Bundesverfassungsrichter a. D. Jentsch betonte, das Urteil des Bundesverfassungsgerichts aus dem Jahr 2000 sei bindend für Abgeordnete im Bundestag und in den Landesparlamenten: "Ich denke, dass man die Aussage, dass hier noch etwas ungeklärt ist in Bezug auf ein Land, so nicht hinnehmen kann. Richtig ist, dass außer Thüringen noch kein Land verurteilt worden ist." Wenn nun Abgeordnete gegen eine mit dem Urteil von 2000 nicht in Einklang stehende Zulagenpraxis vor das Bundes- oder das Landesverfassungsgericht gingen, bedürfe es laut Jentsch "keiner großen Prognosekraft vorauszusagen, dass sie damit Erfolg haben würden".
Auslöser der öffentlichen Diskussion um Zulagen an Funktionsträger in den Landtagsfraktionen in Deutschland war ein Bericht des ARD-Politikmagazins "Report Mainz" am Montag, 20. September 2010, im Ersten. Nach Recherchen von "Report Mainz" kassieren Bundestags- und Landtagsabgeordnete bundesweit Millionen Euro Steuergeld durch verdeckte Zulagen zusätzlich zu ihren Diäten. Danach geben allein die Fraktionen in den Parlamenten der Flächenländer jährlich rund 4,5 Mio. Euro für Zulagen an Funktionsträger wie stellvertretende Fraktionsvorsitzende und Arbeitskreisleiter aus. Die Länder mit den höchsten jährlichen Ausgaben für Zulagen sind Bayern (940.000 EUR), NRW (880.000 EUR), Niedersachsen (570.000 EUR), Baden-Württemberg (510.000 EUR), Rheinland-Pfalz (450.000 EUR) und Sachsen-Anhalt (310.000 EUR). Darin sind die verfassungskonformen Zulagen für Fraktionsvorsitzende nicht enthalten.

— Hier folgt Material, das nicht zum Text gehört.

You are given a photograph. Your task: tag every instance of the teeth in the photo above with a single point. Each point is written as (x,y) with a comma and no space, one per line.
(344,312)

Die Fraktionen verteidigen die Funktionszulagen vielfach mit dem Argument, stellvertretende Fraktionsvorsitzende und Arbeitskreisleiter leisteten aufgrund ihrer Funktionen Mehrarbeit, die auch entsprechend vergütet werden müsse. Dazu sagte Jentsch gegenüber "Report Mainz": "Dies ist abgedeckt mit den Diäten, und wenn die Diäten nicht ausreichen, um diese Tätigkeiten abzudecken, dann sollten die Parlamentarier wirklich den Mut haben, dafür einzutreten, dass ihre Diäten erhöht werden. Sie sind - wenn man die Gehaltsstrukturen in unserem Lande nimmt - wahrlich nicht üppig bei der Bedeutung ihrer Aufgaben, und da müssen sie ansetzen."
Eine ausführliche Fassung des Interviews mit dem früheren Verfassungsrichter Hans-Joachim Jentsch veröffentlicht das ARD-Politikmagazin "Report Mainz" heute auf seiner Internetseite www.reportmainz.de.